Epilepsy, deafness, onychodystrophy, osteodystrophy and intellectual disability are associated with a spectrum of mutations of human TBC1D24. The mechanisms underlying TBC1D24-associated disorders and the functions of TBC1D24 are not well understood. Using CRISPR-Cas9 genome editing, we engineered a mouse with a premature translation stop codon equivalent to human S324Tfs * 3, a recessive mutation of TBC1D24 associated with early infantile epileptic encephalopathy (EIEE). Homozygous S324Tfs * 3 mice have normal auditory and vestibular functions but show an abrupt onset of spontaneous seizures at postnatal day 15 recapitulating human EIEE. The S324Tfs * 3 variant is located in an alternatively spliced micro-exon encoding six perfectly conserved amino acids incorporated postnatally into TBC1D24 protein due to a micro-exon utilization switch. During embryonic and early postnatal development, S324Tfs * 3 homozygotes produce predominantly the shorter wild-type TBC1D24 protein isoform that omits the micro-exon.

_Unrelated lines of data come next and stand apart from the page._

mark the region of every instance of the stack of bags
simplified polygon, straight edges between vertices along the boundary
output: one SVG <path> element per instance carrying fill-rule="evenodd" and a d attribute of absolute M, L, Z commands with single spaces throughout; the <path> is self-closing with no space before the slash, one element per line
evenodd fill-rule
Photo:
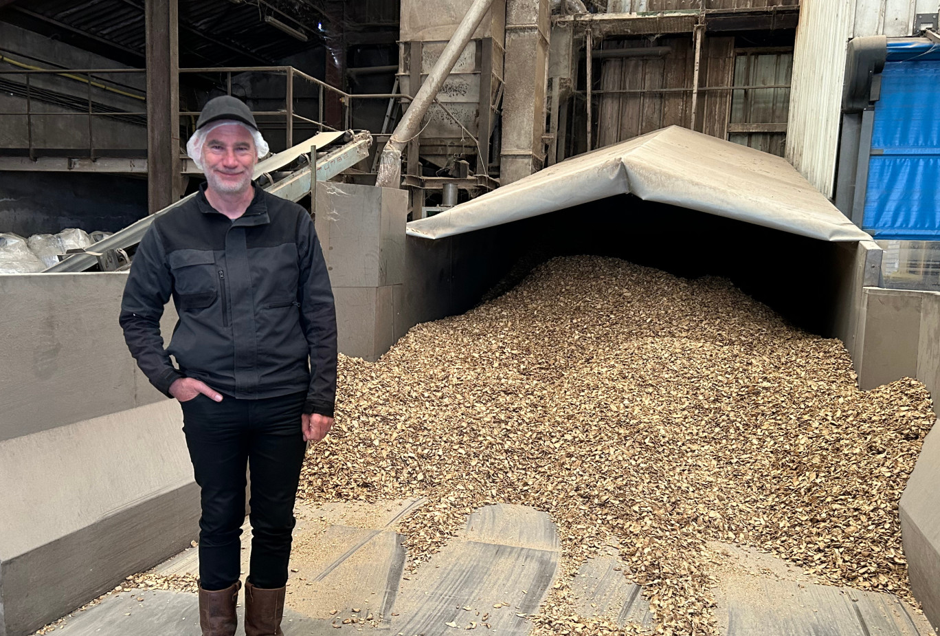
<path fill-rule="evenodd" d="M 57 234 L 33 234 L 24 239 L 12 232 L 0 232 L 0 274 L 41 272 L 59 262 L 58 255 L 70 249 L 85 249 L 111 232 L 69 228 Z"/>

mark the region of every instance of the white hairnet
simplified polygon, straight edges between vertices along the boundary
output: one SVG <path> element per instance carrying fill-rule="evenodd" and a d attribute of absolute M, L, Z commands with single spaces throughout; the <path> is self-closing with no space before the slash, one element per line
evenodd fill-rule
<path fill-rule="evenodd" d="M 209 134 L 219 126 L 227 126 L 233 123 L 242 126 L 246 131 L 251 133 L 251 136 L 255 139 L 255 150 L 258 151 L 258 159 L 265 156 L 270 151 L 271 149 L 268 148 L 268 142 L 264 140 L 263 136 L 261 136 L 260 131 L 257 131 L 246 123 L 236 119 L 218 119 L 193 133 L 193 136 L 191 136 L 189 141 L 186 142 L 186 154 L 189 155 L 189 158 L 193 160 L 193 163 L 196 164 L 197 168 L 200 170 L 202 169 L 202 145 L 206 143 L 206 138 L 209 136 Z"/>

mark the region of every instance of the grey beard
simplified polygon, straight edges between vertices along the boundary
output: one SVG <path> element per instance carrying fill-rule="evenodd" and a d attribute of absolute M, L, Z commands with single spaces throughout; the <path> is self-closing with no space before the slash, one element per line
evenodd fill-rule
<path fill-rule="evenodd" d="M 244 192 L 251 186 L 251 175 L 249 174 L 245 174 L 242 181 L 232 184 L 216 177 L 214 172 L 209 171 L 206 173 L 206 181 L 209 183 L 209 187 L 217 192 L 225 192 L 226 194 Z"/>

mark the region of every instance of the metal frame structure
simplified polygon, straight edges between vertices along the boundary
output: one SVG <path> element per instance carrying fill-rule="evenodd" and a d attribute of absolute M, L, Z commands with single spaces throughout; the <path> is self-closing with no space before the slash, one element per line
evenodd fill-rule
<path fill-rule="evenodd" d="M 368 148 L 372 143 L 372 137 L 368 133 L 359 133 L 352 135 L 352 138 L 345 145 L 317 157 L 315 160 L 316 167 L 311 169 L 310 158 L 317 155 L 318 149 L 335 144 L 345 137 L 347 134 L 348 132 L 337 131 L 316 135 L 297 146 L 259 162 L 255 167 L 254 177 L 258 179 L 268 175 L 271 179 L 269 173 L 284 168 L 301 157 L 307 157 L 306 166 L 294 169 L 287 176 L 276 180 L 271 179 L 271 183 L 265 185 L 264 189 L 292 201 L 298 201 L 304 197 L 314 195 L 317 182 L 327 181 L 368 156 Z M 95 267 L 104 268 L 108 262 L 113 262 L 116 250 L 127 250 L 140 243 L 147 229 L 150 227 L 157 216 L 170 212 L 196 196 L 196 193 L 193 193 L 155 214 L 149 215 L 124 230 L 95 243 L 84 253 L 72 254 L 45 271 L 84 272 Z M 315 201 L 316 196 L 313 196 L 312 199 Z M 311 206 L 313 205 L 315 203 L 311 203 Z"/>
<path fill-rule="evenodd" d="M 5 60 L 4 60 L 5 61 Z M 25 100 L 26 100 L 26 109 L 24 112 L 4 112 L 0 113 L 0 117 L 3 116 L 25 116 L 26 117 L 26 136 L 27 136 L 27 151 L 28 151 L 28 164 L 27 160 L 22 157 L 0 157 L 0 169 L 10 169 L 10 170 L 75 170 L 75 171 L 96 171 L 96 172 L 128 172 L 128 173 L 139 173 L 146 171 L 147 162 L 143 161 L 141 158 L 132 158 L 132 159 L 117 159 L 117 158 L 107 158 L 107 161 L 103 161 L 100 166 L 97 165 L 100 160 L 105 159 L 105 157 L 101 156 L 100 151 L 96 151 L 94 144 L 94 118 L 111 118 L 111 119 L 121 119 L 125 118 L 123 120 L 127 120 L 126 118 L 138 118 L 137 122 L 146 125 L 147 123 L 147 110 L 140 111 L 124 111 L 118 109 L 107 109 L 103 110 L 101 104 L 96 104 L 95 101 L 92 99 L 92 88 L 99 88 L 102 90 L 112 90 L 117 89 L 114 87 L 108 86 L 108 83 L 113 83 L 110 80 L 101 77 L 103 74 L 111 73 L 145 73 L 146 71 L 143 69 L 16 69 L 16 70 L 0 70 L 0 77 L 4 75 L 13 75 L 13 76 L 24 76 L 24 81 L 23 83 L 25 88 Z M 232 87 L 232 75 L 241 72 L 270 72 L 284 74 L 287 77 L 286 84 L 286 95 L 285 95 L 285 107 L 283 110 L 270 110 L 270 111 L 252 111 L 253 115 L 256 116 L 269 116 L 269 117 L 283 117 L 284 124 L 287 131 L 287 147 L 291 148 L 294 146 L 294 124 L 298 122 L 303 122 L 316 127 L 317 132 L 322 133 L 325 131 L 338 132 L 339 129 L 334 128 L 323 122 L 323 111 L 324 111 L 324 98 L 326 93 L 332 93 L 337 95 L 340 103 L 343 107 L 342 119 L 345 124 L 345 128 L 342 130 L 350 130 L 352 122 L 352 112 L 353 104 L 356 100 L 366 100 L 366 99 L 382 99 L 382 100 L 404 100 L 409 101 L 411 97 L 408 95 L 401 95 L 400 93 L 348 93 L 344 90 L 340 90 L 336 87 L 332 87 L 321 80 L 312 77 L 302 71 L 299 71 L 290 66 L 265 66 L 265 67 L 223 67 L 223 68 L 196 68 L 196 69 L 180 69 L 180 74 L 183 73 L 222 73 L 226 77 L 226 87 L 227 93 L 231 95 Z M 87 155 L 90 159 L 90 163 L 86 158 L 61 158 L 61 157 L 39 157 L 37 153 L 37 149 L 34 144 L 34 131 L 33 131 L 33 119 L 36 117 L 46 117 L 54 115 L 52 113 L 36 113 L 33 108 L 33 102 L 36 99 L 33 94 L 33 82 L 31 78 L 34 75 L 58 75 L 66 77 L 69 79 L 84 82 L 87 85 L 87 100 L 86 105 L 87 109 L 85 112 L 76 113 L 55 113 L 56 117 L 86 117 L 88 118 L 88 149 Z M 309 118 L 304 117 L 297 114 L 294 111 L 294 82 L 300 79 L 306 81 L 308 84 L 312 84 L 319 87 L 319 103 L 320 103 L 320 120 L 314 120 Z M 140 100 L 145 100 L 144 95 L 134 95 L 127 91 L 118 91 L 121 94 L 136 98 Z M 96 107 L 97 105 L 97 107 Z M 178 117 L 190 117 L 198 116 L 197 112 L 178 110 Z M 141 151 L 145 151 L 141 149 Z M 197 170 L 191 169 L 189 167 L 184 167 L 182 169 L 183 173 L 195 173 Z"/>

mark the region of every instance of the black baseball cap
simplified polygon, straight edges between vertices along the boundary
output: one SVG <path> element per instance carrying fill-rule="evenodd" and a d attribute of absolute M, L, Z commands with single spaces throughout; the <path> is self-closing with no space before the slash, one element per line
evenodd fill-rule
<path fill-rule="evenodd" d="M 207 123 L 218 119 L 235 119 L 258 130 L 258 124 L 255 123 L 255 116 L 251 114 L 251 110 L 248 109 L 247 104 L 231 95 L 213 97 L 209 102 L 206 102 L 206 105 L 202 107 L 199 119 L 196 122 L 196 130 L 199 130 Z"/>

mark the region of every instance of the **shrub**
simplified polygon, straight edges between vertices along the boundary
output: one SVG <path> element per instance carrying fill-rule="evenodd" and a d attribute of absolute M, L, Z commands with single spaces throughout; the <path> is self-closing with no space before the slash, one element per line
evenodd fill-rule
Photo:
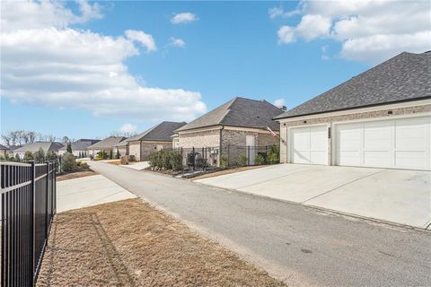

S324Tfs * 3 homozygotes show an abrupt onset of seizures at P15 that correlates with a developmental switch to utilization of the micro-exon. A mouse deficient for alternative splice factor SRRM3 impairs incorporation of the Tbc1d24 micro-exon. Wild-type Tbc1d24 mRNA is abundantly expressed in the hippocampus using RNAscope in situ hybridization. Immunogold electron microscopy using a TBC1D24-specific antibody revealed that TBC1D24 is associated with clathrin-coated vesicles and synapses of hippocampal neurons, suggesting a crucial role of TBC1D24 in vesicle trafficking important for neuronal signal transmission. This is the first characterization of a mouse model of human TBC1D24-associated EIEE that can now be used to screen for antiepileptogenic drugs ameliorating TBCID24 seizure disorders.